Vous croyez que c’est un hasard ? Cela fait partie d’une stratégie bien murie. De même, regardez bien le parti du ministre d’Etat François Abiola installé dans le Plateau comme fief ; regardez bien le parti de l’honorable Agbodjèté de la vallée dont est issu le ministre François Houessou ; regardez bien Moukaram Badarou avec son parti à Porto-Novo et Cotonou. Vous verrez que tout cela n’est pas un fait du hasard. Nous au PRD, nous allons nous asseoir pour analyser la composition du gouvernement et y adapter nos stratégies. C’est cela la politique dans la sérénité et la vigilance.
Autrement, ces actes sont suffisamment provocateurs pour que le PRD révise sa position ?
La politique, c’est un art de provoquer, d’encaisser et de savoir réagir après avoir conçu des stratégies à mettre en œuvre pour l’atteinte de ses objectifs. Et en politique, il n’y a pas de cadeau.
Certains journaux ont mentionné que c’est plutôt parce que le PRD exigeait deux postes ministériels qu’il a rejeté les propositions du chef de l’Etat ?
Je vous fais une hypothèse. Si le PRD avait accepté entrer dans ce Gouvernement et que vous constatez la RB dehors de même que l’UN, vous serez les premiers à dénoncer une connivence entre le PRD et les FCBE. Vous allez dire que le PRD n’est plus un parti de l’opposition. Alors que si c’était un Gouvernement d’union nationale, on voit toutes les forces politiques de l’opposition avec celles de la mouvance dans un mouvement de consensus ; vous apprécierez l’apaisement sociopolitique national ainsi qu’une relance économique.
… le pays n’est pas en crise pour qu’on en arrive là ?
Le pays a besoin de la relance économique et de l’apaisement sociopolitique parce qu’on agite partout la révision de la constitution. Et ça, c’est une hypertension politique nationale.
Quelle est alors la mission du PRD ?
(…). Il faut des antihypertenseurs pour apaiser la Nation. Et notre proposition pour trouver des antihypertenseurs, c’est qu’il faut qu’on aille à un dialogue politique inclusif. Par rapport à la révision de la constitution, je vous renvoie simplement à notre séminaire sur la révision de la constitution. Nous en avons également discuté au cours de notre congrès. D’abord, la constitution a prévu le mode de sa révision. Et le mot clé incontournable, la condition préjudicielle pour cette révision, c’est le consensus. S’il y a consensus, tout est possible. Il exige une confiance en soi ; une confiance à l’autre ; une confiance mutuelle.
Pensez-vous que dans un pays sérieux, tout le monde peut avoir la même vision ?

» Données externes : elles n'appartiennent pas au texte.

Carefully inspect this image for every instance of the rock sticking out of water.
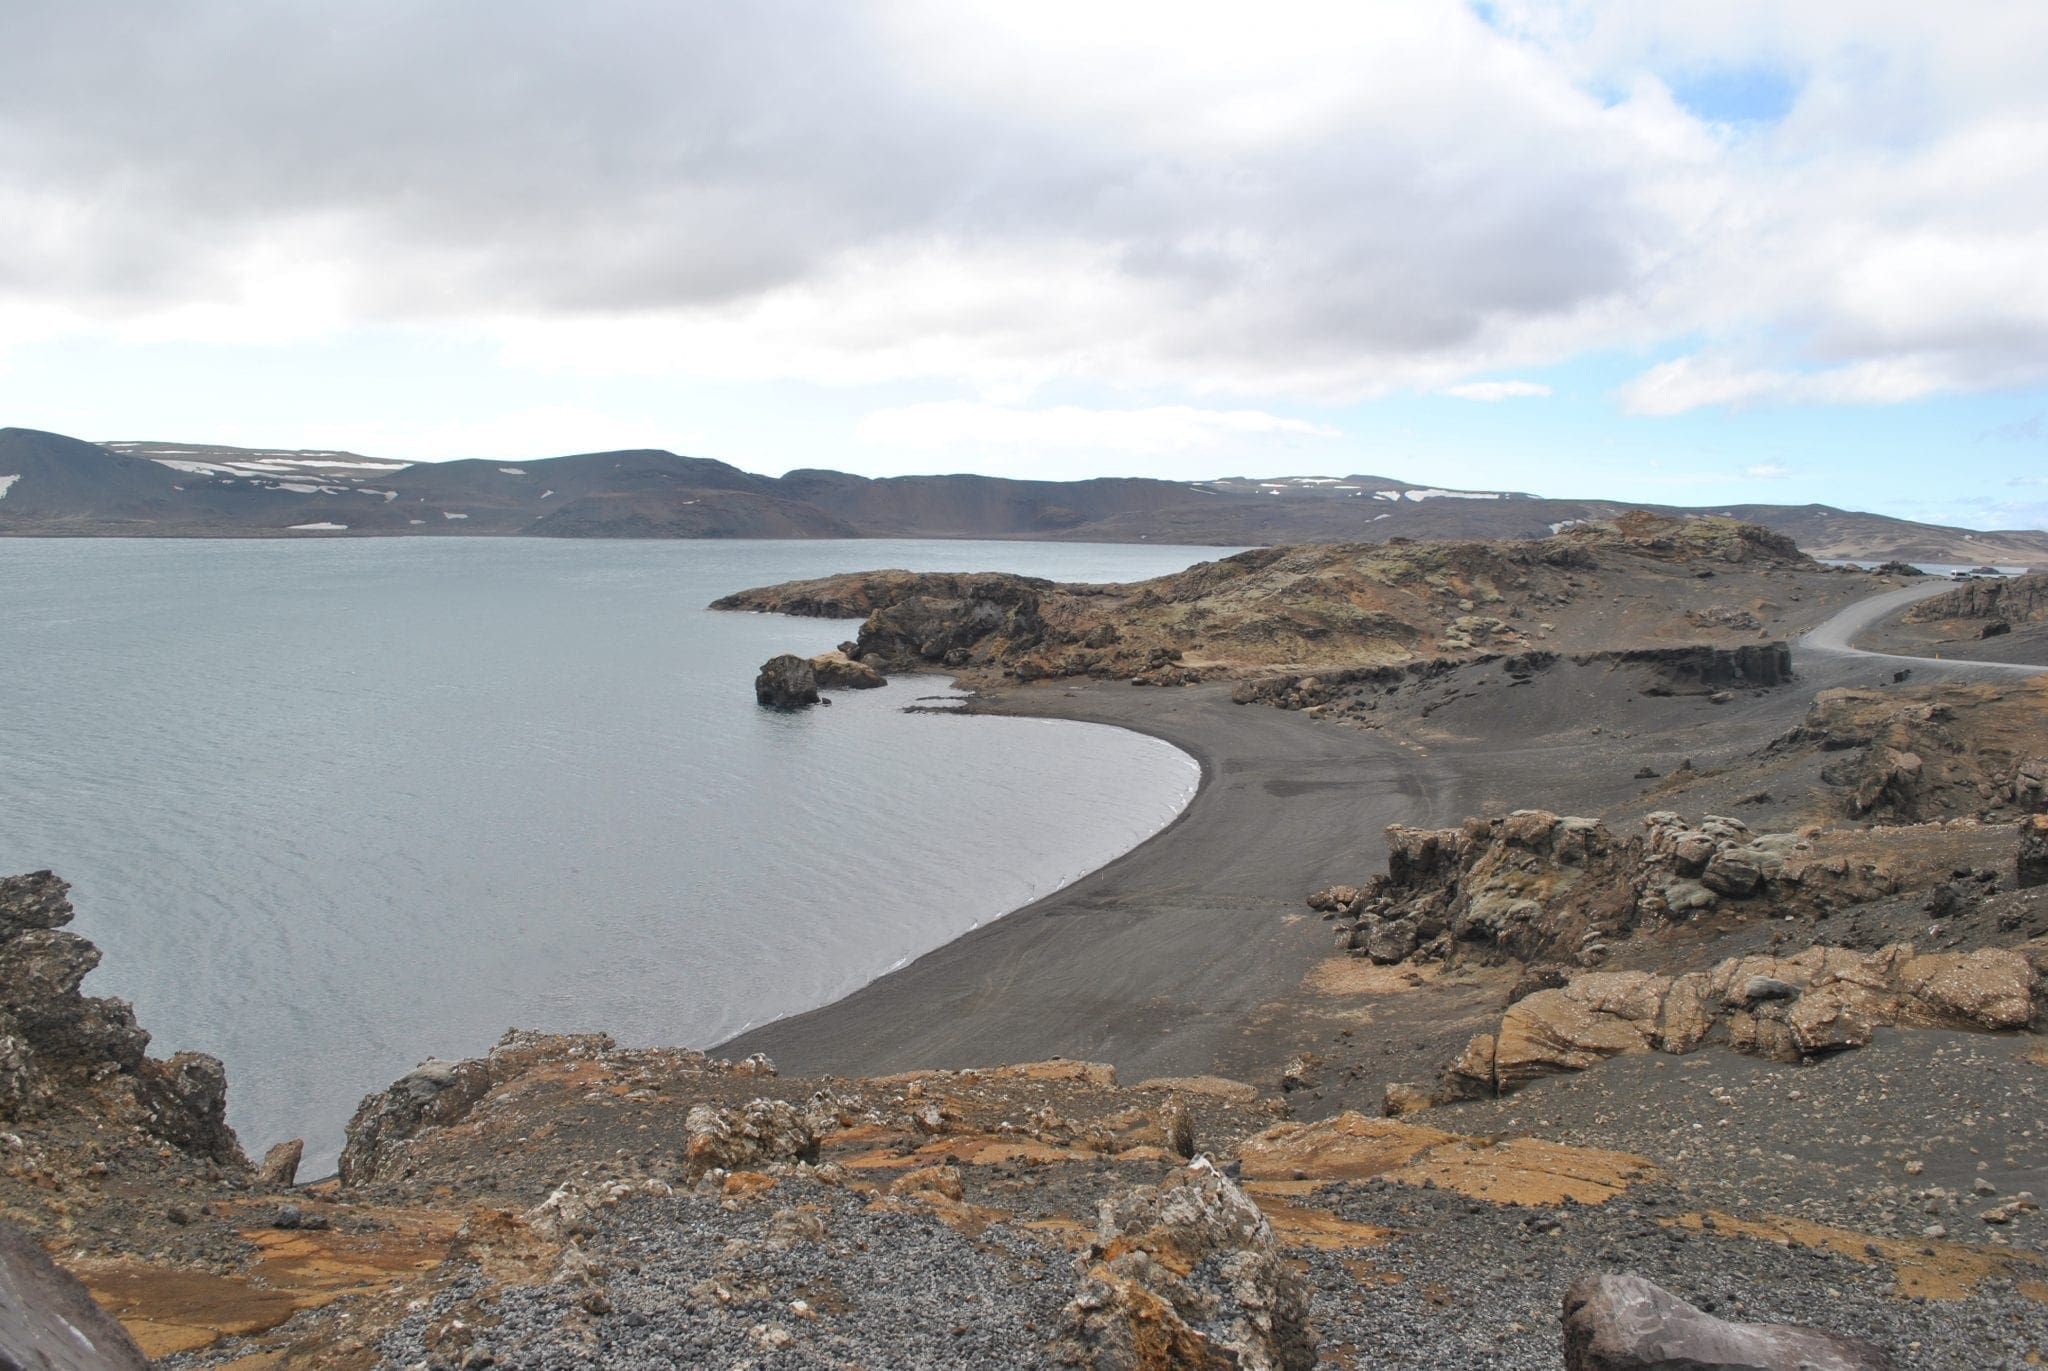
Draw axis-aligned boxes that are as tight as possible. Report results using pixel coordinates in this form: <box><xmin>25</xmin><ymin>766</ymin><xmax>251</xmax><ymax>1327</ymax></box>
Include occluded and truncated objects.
<box><xmin>754</xmin><ymin>653</ymin><xmax>821</xmax><ymax>709</ymax></box>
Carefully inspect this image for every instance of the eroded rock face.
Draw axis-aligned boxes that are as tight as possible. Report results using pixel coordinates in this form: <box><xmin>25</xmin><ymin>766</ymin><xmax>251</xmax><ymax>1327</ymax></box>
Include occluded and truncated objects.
<box><xmin>1783</xmin><ymin>681</ymin><xmax>2048</xmax><ymax>823</ymax></box>
<box><xmin>754</xmin><ymin>653</ymin><xmax>821</xmax><ymax>709</ymax></box>
<box><xmin>258</xmin><ymin>1138</ymin><xmax>304</xmax><ymax>1189</ymax></box>
<box><xmin>1059</xmin><ymin>1163</ymin><xmax>1314</xmax><ymax>1371</ymax></box>
<box><xmin>807</xmin><ymin>650</ymin><xmax>885</xmax><ymax>689</ymax></box>
<box><xmin>1561</xmin><ymin>1273</ymin><xmax>1894</xmax><ymax>1370</ymax></box>
<box><xmin>1418</xmin><ymin>942</ymin><xmax>2041</xmax><ymax>1104</ymax></box>
<box><xmin>855</xmin><ymin>574</ymin><xmax>1048</xmax><ymax>671</ymax></box>
<box><xmin>1326</xmin><ymin>810</ymin><xmax>1925</xmax><ymax>975</ymax></box>
<box><xmin>0</xmin><ymin>872</ymin><xmax>244</xmax><ymax>1167</ymax></box>
<box><xmin>340</xmin><ymin>1029</ymin><xmax>619</xmax><ymax>1186</ymax></box>
<box><xmin>683</xmin><ymin>1098</ymin><xmax>820</xmax><ymax>1179</ymax></box>
<box><xmin>2021</xmin><ymin>815</ymin><xmax>2048</xmax><ymax>889</ymax></box>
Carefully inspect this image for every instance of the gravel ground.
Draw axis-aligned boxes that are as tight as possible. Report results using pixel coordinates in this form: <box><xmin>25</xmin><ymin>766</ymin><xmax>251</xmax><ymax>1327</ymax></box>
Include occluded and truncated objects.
<box><xmin>1306</xmin><ymin>1179</ymin><xmax>2048</xmax><ymax>1370</ymax></box>
<box><xmin>1440</xmin><ymin>1028</ymin><xmax>2048</xmax><ymax>1250</ymax></box>
<box><xmin>378</xmin><ymin>1182</ymin><xmax>1077</xmax><ymax>1370</ymax></box>
<box><xmin>370</xmin><ymin>1166</ymin><xmax>2048</xmax><ymax>1370</ymax></box>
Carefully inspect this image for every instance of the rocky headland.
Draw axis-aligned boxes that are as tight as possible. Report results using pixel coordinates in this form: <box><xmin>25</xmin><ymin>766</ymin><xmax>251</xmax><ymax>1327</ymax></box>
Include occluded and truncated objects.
<box><xmin>5</xmin><ymin>517</ymin><xmax>2047</xmax><ymax>1368</ymax></box>
<box><xmin>717</xmin><ymin>514</ymin><xmax>1886</xmax><ymax>702</ymax></box>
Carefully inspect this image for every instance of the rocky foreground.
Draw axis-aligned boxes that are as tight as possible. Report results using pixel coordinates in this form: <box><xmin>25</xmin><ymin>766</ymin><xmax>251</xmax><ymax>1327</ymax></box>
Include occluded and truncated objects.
<box><xmin>3</xmin><ymin>793</ymin><xmax>2047</xmax><ymax>1366</ymax></box>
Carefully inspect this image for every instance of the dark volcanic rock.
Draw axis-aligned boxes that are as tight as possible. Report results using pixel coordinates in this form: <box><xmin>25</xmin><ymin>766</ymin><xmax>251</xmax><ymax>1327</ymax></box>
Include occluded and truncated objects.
<box><xmin>1561</xmin><ymin>1272</ymin><xmax>1894</xmax><ymax>1370</ymax></box>
<box><xmin>1623</xmin><ymin>642</ymin><xmax>1793</xmax><ymax>694</ymax></box>
<box><xmin>754</xmin><ymin>653</ymin><xmax>821</xmax><ymax>709</ymax></box>
<box><xmin>1905</xmin><ymin>570</ymin><xmax>2048</xmax><ymax>626</ymax></box>
<box><xmin>2021</xmin><ymin>815</ymin><xmax>2048</xmax><ymax>889</ymax></box>
<box><xmin>0</xmin><ymin>1219</ymin><xmax>150</xmax><ymax>1371</ymax></box>
<box><xmin>0</xmin><ymin>872</ymin><xmax>244</xmax><ymax>1166</ymax></box>
<box><xmin>854</xmin><ymin>574</ymin><xmax>1048</xmax><ymax>670</ymax></box>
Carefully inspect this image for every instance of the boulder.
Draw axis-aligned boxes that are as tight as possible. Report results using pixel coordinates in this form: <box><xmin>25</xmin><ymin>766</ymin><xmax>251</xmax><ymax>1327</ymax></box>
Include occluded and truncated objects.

Consensus ne veut pas dire unanimité. Si le pays est sorti en 1990 de la conférence nationale avec brio, c’est parce que nous avons trouvé dans le génie béninois le consensus. Et on sait trouver le consensus dans n’importe quelle situation. Le béninois n’est pas partisan de la violence.
Que pensez-vous de la révision de la constitution ?
Je ne me prononce pas parce que je vous ai renvoyé à notre résolution du congrès et au séminaire sur le sujet. Mais la direction exécutive nationale et le bureau politique se prononceront en son temps sur le sujet de façon ferme et claire.
Qu’est-ce que vous pensez de l’appel du Front Citoyen à l’endroit de votre leader ?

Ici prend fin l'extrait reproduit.